Click here to view the joint MDE and DNR answers to this writer’s set of questions and also to see Mr. Robert’s analysis of the Duke University study.

Mr. Roberts has clashed with regulators many times about setback distances. “This is the governor’s call,” he says. “But the single most important step we can take to reduce fracking’s risks is to move people back from drilling to distances research shows reduce health effects and protect properties. Other states won’t and we can see the devastation. There are hundreds of lawsuits now. The Governor said our work should be guided by science, yet Maryland administrators insist they know more than the scientists.”

6th grade math is the 600 pound gorilla

The real setback distance tension between the oil and gas industry and regulators is explained by the simple equation for the area of a circle: πr². Larger setback distances greatly reduce the land that the gas industry can drill. See photo #2.

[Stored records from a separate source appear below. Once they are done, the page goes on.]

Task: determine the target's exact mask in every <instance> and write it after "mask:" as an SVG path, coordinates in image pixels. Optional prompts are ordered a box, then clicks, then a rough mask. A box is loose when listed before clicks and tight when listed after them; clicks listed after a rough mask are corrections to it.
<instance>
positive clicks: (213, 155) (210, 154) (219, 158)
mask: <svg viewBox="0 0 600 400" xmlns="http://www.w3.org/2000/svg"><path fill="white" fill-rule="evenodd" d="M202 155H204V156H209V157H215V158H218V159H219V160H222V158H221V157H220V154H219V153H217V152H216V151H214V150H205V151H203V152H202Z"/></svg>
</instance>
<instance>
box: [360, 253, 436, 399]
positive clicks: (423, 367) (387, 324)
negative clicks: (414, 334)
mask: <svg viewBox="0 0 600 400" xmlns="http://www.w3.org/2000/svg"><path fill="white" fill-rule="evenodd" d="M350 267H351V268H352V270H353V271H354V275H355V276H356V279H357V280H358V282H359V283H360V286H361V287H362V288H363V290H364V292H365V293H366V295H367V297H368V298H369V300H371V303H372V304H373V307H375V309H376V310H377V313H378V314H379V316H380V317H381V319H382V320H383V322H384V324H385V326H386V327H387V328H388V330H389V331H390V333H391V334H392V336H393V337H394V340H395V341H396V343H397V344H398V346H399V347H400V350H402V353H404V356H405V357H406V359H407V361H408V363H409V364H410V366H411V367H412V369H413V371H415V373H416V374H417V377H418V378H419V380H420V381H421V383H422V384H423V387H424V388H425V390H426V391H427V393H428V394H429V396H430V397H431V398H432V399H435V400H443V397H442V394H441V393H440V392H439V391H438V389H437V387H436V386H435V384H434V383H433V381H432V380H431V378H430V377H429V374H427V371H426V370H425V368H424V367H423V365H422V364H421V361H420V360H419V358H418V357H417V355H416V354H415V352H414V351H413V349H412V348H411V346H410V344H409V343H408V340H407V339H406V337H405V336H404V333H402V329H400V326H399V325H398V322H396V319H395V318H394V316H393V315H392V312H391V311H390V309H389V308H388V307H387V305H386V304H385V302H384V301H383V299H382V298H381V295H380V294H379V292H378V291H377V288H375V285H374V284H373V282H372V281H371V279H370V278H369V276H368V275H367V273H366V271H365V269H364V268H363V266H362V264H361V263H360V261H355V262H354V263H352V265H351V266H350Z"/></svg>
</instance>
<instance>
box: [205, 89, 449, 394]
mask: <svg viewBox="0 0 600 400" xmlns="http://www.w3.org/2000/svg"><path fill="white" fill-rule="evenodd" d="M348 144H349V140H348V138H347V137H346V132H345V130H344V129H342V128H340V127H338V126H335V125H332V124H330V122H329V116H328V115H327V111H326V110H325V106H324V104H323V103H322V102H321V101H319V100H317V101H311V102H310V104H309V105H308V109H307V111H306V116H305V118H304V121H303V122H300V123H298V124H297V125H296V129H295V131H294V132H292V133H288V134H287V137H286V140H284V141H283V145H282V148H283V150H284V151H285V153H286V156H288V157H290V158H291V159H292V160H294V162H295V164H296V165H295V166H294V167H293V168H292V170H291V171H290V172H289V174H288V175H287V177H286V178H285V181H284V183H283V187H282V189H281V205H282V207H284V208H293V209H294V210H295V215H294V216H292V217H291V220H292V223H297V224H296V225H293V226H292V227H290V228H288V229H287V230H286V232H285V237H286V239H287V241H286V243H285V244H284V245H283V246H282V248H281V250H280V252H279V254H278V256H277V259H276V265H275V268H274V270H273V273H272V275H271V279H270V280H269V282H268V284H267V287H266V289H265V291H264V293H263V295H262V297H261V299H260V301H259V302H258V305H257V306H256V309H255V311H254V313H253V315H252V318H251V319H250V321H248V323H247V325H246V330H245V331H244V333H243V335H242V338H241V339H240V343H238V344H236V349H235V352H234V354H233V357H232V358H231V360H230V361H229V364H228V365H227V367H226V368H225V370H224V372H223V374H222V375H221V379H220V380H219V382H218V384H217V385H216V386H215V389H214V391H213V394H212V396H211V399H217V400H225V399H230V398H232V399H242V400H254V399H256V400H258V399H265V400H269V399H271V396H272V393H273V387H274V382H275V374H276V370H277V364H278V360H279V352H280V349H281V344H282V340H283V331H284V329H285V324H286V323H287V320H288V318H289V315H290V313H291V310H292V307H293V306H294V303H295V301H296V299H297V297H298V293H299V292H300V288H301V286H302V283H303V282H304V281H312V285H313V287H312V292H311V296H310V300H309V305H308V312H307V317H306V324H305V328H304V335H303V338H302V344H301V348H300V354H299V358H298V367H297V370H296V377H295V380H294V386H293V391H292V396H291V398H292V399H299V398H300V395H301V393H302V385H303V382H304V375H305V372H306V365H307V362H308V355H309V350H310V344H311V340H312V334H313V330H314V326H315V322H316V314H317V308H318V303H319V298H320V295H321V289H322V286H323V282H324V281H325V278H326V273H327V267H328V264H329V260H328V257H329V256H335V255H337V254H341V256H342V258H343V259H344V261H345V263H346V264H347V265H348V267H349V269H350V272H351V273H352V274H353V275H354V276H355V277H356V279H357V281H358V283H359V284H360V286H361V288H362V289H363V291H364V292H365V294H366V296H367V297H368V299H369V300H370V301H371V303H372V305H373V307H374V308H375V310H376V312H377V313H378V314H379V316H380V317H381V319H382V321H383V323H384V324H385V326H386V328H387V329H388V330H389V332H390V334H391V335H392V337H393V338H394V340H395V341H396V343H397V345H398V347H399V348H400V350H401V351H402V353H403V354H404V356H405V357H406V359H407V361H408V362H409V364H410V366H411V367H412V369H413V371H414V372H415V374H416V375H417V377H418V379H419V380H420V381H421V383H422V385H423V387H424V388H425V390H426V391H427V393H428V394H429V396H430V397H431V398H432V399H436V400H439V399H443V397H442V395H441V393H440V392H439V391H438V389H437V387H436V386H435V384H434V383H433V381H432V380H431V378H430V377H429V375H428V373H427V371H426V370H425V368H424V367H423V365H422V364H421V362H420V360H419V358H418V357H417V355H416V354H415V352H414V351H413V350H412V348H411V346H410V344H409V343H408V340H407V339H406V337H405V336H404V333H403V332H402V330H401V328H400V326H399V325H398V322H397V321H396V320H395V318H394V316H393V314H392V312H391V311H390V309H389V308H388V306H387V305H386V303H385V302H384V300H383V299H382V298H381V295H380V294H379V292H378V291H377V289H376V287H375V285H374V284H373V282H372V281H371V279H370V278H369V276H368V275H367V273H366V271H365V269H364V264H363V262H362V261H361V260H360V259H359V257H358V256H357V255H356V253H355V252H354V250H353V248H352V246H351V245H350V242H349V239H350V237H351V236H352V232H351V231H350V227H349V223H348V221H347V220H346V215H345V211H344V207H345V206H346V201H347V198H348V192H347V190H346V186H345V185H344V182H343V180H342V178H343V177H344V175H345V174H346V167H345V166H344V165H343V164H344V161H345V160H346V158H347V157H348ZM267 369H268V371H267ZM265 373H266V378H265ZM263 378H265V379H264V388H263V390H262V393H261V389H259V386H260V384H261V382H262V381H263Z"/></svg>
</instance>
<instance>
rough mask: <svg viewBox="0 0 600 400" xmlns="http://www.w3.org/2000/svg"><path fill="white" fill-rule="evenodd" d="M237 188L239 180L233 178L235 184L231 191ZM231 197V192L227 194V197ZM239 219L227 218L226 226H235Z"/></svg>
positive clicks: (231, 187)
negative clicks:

Based on Texas’ 200 foot setback distance, a gas well can’t be drilled inside a theoretical 3 acre circle around a water well.

Yet, in Pennsylvania or Colorado where buffers were recently increased to 1,000 feet, 5 times greater than Texas’, the no-fracking-buffer grows to 72 acres around a well, a 24-fold increase.

The safer 3,280 foot setback suggested by Duke scientists equates to a potential 776 acre buffer surrounding a drinking water well from fracking wells. And that limitation won’t fly with the gas industry.

“Drill, Baby, Drill!”

In 2013, the U.S. oil and gas industry generated 45 percent of Top 10 public company revenues and 48 percent of profits.

As our country’s top dog economic sector by a long shot with $992 billion in 2013 sales and $77 billion in profits, feeding this economic machine is paramount.

If there’s any doubt as to the role fracking plays in U.S. energy sector’s growth, it’s important to know two key stats:

First, our government forecasts shale gas production will double by 2040. (See photos 3, 4, 5)

Second, fracking technology has unlocked massive shale oil reserves previously untouchable and our country’s reserve is estimated to be the 2nd largest in the world behind Russia according to the Energy Information Administration. (table 5)

Being sensible and cautious by regulating larger setback distances between fracking wells and private drinking water wells just limits the area that gas companies can drill for oil and gas and that limitation doesn’t fit into the energy strategy the ‘powers that be’ have developed.

A high wire act

And that’s the tight rope states like Maryland and others walk as they try to balance a country hungry for natural gas (and oil) profits with safeguarding citizens from known hazards.

Giving Maryland credit where it’s due, state regulators are attempting to improve and refine current gas drilling regulations far better than any other state. And, fracking-specific regulations are being set before drilling may happen in Maryland; other states have been playing catch-up as fracking complaints (chemical spills, water and air contamination, and liability issues) started gushing to the surface.

Yet, it seems fair to ask that if the ‘powers that be’, who often reside far from fracking fields, had the prospect of having fracking wells within football fields of their properties, would regulations be tighter?